TCP Retransmission flooding LAN network

brookheather

I have another simple example of this TCP Retransmission flooding - I was watching Netflix on an LG TV that is wired to my switch. At 23:38 I turned off the TV and ten minutes later noticed the internet wasn't working for a minute. Looking at the Wireshark log for that time period I can see a data packet arriving at 23:47 (nearly ten minutes later) for the TV IP address 192.168.1.126 which immediately causes thousands of TCP Retransmission packets to be sent from the pfSense router - these all have the identical sequence number and acknowledgement numbers of the original data packet.

This only happens occasionally - when I've tried to reproduce it by watching Netflix and then turning off the TV I can see the data packet come 10 minutes later but the router usually just sends a single TCP Retransmission packet not a flood so I think there is some bug in the router network implementation?

As a workaround I have reduced the ARP table timeout from 20 minutes to 5 minutes so the disconnected devices are now removed from the router ARP table before this data packet arrives. This seems to have stopped the flooding so far as the data packet can't be sent to the IP address of the TV. I added a system tunable for net.link.ether.inet.max_age with a value of 300 seconds.

DaddyGo

@brookheather

I'm glad you were able to move forward with this issue...

if I remember correctly, for a long time there were serious problems with smart TVs from big manufacturers (LG, Samsung, etc.)
(it was a disaster until LG webOS 2, but I don't think newer versions are very appropriate either)

What I remember is that,
it was not possible to turn off the Wifi from the TV operation menu and all kinds of unmanageable packages raced on the network, even when the TV is in standby mode

Since I don't need such smart TV features, I solved this thing by connecting to an empty separate switch port via ethernet, thus turning off WiFi and this switch port doesn't lead anywhere, but it maintains the ethernet connection.
So I tricked the TV with this switch trick.

I still need to tell you - the segmented network is secure

I connect and distribute such stream video channels in a separate VM environment on the coaxial network of TVs with a DVB-T / T2 modulator

PS:

your ASUS devices are also SOHO routers, which also work in AP mode
a better choice than these and more configurable, for example UBNT WiFi APs,
the APs are also capable of genarating strange traffic, so they also need to be separated

https://forum.netgate.com/topic/128481/best-wireless-ap

johnpoz

@brookheather said in TCP Retransmission flooding LAN network:

CP Retransmission packet not a flood so I think there is some bug in the router network implementation?

Pfsense doesn't duplicate packets or send them on its own.. If your seeing a retran, that came from the client sending it.. Pfsense just sends it on..

If your seeing a flood traffic towards your TV.. Whis is 192.168.1.10 in this sniff?
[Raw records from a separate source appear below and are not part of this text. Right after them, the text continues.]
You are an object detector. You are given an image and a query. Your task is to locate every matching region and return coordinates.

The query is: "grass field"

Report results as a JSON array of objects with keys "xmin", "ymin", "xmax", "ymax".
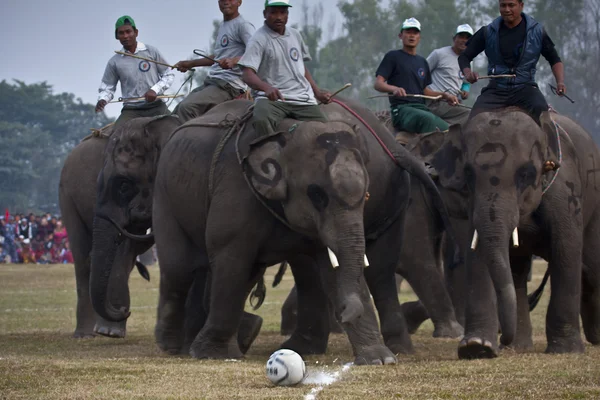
[{"xmin": 0, "ymin": 263, "xmax": 600, "ymax": 399}]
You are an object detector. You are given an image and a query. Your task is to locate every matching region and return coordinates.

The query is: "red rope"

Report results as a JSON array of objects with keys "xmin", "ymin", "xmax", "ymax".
[{"xmin": 331, "ymin": 99, "xmax": 398, "ymax": 164}]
Pfsense wouldn't even see traffic from 2 devices on the lan.. Is pfsense 192.168.1.10? You have some sort of bridge setup?

You doing some sort of nat reflection with source natting?

brookheather

@johnpoz The 192.168.1.10 IP is my Windows 10 server running the Wireshark logging plus Plex and other media services. The pfSense router is on 192.168.1.254. There is no bridge setup - not sure what "nat reflection with source natting" means? The setup is pretty vanilla - an FTTP ONT connected to a pfSense router which is connected to a Netgear managed gigabit switch which has three Asus wireless access points attached - each of which has multiple other wired devices attached.

Are you saying the flood of TCP Retransmission packets is actually coming from the external IP address? I have an external ping running every second to my WAN port and it shows no sign of any increased internet traffic when the flooding is happening - the latency remains low - if there was a flood of packets that saturated my download then I would expect to see an uptick in the latency of the pings.

ts_itops

Hi, did u guys find a solution for this? We have the same problem with Aruba APs and randomly when some clients disconnect after 10 minutes the network gets flooded with tcp retransmissions, we already have different vlans. Network architecture is juniper

brookheather

@ts_itops Reducing the ARP table timeout from 20 minutes to 5 minutes fixed it for me - I have since changed my setup to Unifi switches and wireless access points but haven't bothered to retest with the default ARP timeout. Have you tried a 5 minute ARP timeout?

ts_itops

@brookheather Its already at 5 minutes in our configuration, but we will try to reduce it further, this is a huge problem here at the moment and were searching for days for a solution

johnpoz

@ts_itops If you have something on your network that really wants to talk to 192.168.1.100 for example, and its mac changes to something else.. Then yeah that could cause a lot of traffic to the wrong mac.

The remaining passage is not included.